Dave Lochbaum testified last week to the Senate Committee on Energy and Natural Resources Committee as part of a hearing on the Nuclear Waste Administration Act of 2013 (S. 1240). The bill is intended to create a process for dealing with spent nuclear fuel in the U.S., which has been piling up at nuclear reactor sites since the government has failed to open a geologic repository to store it.
In particular, the bill would create a pilot interim waste storage site for high-level nuclear waste from a dozen closed nuclear power plants, a follow-on interim facility for waste from currently operating plants, and a new oversight agency to manage the process. The idea is to begin to move spent fuel away from reactor sites into interim storage on its way to an eventual repository.

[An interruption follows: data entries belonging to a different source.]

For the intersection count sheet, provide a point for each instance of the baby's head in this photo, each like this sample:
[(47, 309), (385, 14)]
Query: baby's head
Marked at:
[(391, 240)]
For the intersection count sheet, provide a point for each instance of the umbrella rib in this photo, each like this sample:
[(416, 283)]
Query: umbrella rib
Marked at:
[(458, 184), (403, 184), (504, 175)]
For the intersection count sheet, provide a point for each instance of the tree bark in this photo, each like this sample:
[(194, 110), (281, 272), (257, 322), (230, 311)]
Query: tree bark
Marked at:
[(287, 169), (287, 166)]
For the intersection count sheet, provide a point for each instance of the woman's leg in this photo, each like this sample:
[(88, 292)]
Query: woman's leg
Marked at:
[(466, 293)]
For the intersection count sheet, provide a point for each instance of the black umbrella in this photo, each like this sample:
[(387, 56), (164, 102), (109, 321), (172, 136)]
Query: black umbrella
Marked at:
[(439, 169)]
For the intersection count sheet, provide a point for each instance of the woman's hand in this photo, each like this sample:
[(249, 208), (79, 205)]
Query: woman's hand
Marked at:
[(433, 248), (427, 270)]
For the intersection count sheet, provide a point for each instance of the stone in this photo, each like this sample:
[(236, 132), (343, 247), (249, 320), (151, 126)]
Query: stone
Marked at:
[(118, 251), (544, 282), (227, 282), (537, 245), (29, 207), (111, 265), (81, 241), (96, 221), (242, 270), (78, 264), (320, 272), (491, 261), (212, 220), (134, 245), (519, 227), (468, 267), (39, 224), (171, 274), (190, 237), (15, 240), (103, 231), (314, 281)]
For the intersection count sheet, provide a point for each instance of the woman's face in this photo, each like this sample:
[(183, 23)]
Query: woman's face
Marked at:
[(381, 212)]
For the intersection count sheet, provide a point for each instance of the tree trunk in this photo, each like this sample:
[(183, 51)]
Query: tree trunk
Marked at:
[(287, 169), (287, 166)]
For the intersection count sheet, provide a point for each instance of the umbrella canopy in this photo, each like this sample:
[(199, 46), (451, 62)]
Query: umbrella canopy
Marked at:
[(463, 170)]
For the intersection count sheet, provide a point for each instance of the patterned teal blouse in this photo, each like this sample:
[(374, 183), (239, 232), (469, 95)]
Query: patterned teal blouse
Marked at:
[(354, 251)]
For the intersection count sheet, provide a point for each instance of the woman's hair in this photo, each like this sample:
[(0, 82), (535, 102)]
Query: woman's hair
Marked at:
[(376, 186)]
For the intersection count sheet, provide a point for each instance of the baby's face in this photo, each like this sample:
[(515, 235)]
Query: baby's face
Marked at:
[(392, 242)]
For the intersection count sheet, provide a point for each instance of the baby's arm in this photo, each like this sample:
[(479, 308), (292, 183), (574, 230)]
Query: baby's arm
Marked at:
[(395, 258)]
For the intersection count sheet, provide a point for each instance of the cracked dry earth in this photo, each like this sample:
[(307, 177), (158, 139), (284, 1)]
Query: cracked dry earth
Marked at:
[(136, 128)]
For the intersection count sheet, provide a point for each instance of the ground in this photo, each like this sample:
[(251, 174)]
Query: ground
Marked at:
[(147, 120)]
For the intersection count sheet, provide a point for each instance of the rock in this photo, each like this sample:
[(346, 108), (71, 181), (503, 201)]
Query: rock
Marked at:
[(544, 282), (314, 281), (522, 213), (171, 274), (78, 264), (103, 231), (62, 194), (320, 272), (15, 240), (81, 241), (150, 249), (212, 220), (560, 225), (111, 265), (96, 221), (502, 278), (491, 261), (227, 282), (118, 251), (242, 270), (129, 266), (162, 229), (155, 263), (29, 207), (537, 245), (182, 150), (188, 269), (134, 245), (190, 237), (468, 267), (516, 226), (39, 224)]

But it will take many years or decades to site and build one or more interim storage facilities. In the meantime large quantities of nuclear waste will remain at nuclear plants. Three quarters of it is currently in cooling pools, many of which are overcrowded.
In his testimony, Lochbaum urged the committee to include a provision in the bill that would increase safety at reactors while the fuel is waiting to be moved, by accelerating the transfer of spent fuel stored in crowded cooling pools at reactor sites into dry casks. Currently the bill does not require such a step.
In addition to increasing safety and security, transferring spent fuel into dry casks is a necessary step to getting the fuel into a transportable form, so it makes sense to do it sooner rather than later.